Un lungo tira e molla con il governo in cui alla fine hanno avuto nettamente la meglio le Regioni. Che da lunedì sulle riaperture faranno un po’ come vogliono. Al termine di una giornata frenetica di incontri è arrivata la fumata bianca. Il governo vara un decreto legge di soli tre articoli in cui fissa semplicemente date e paletti: da lunedì le riaperture delle attività commerciali, dal 3 giugno gli spostamenti liberi fra regioni e anche le frontiere con i paesi Ue per favorire il turismo; aggiornamento giornaliero dei dati epidemiologici che potranno permettere al ministero della salute di imporre interventi territoriali in caso di aumento dei contagi; sanzioni minime per i commercianti che non rispettano i protocolli fissati dall’Inail che diventano però meri «principi chiave» a cui le Regioni possono derogare senza problemi di sorta.
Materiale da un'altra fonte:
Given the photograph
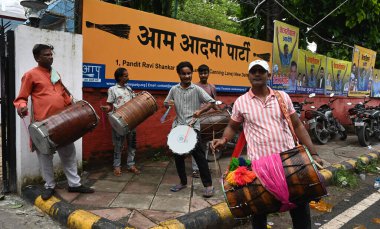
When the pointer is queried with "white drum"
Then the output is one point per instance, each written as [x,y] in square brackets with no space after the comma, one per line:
[182,139]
LA SVOLTA NEL BRACCIO DI FERRO si è consumata nel fronte comune trasversale dei presidenti di Regione che hanno messo da parte le divergenze politiche in ragione del comune obiettivo di «riaprire al più presto». E così a sera il coro di soddisfazione andava dal presidente lombardo Attilio Fontana che invece ci preoccuparsi dell’aumento di contagi e morti nella sua regione si faceva bello del «veder accolto il frutto della proposta che avevo lanciato a tutti i governatori» assieme a molti presidenti di centrosinistra – come il presidente della Conferenza Bonaccini – che avevano già minacciato di «far aprire i ristoranti con distanziamento di un metro tra i tavoli».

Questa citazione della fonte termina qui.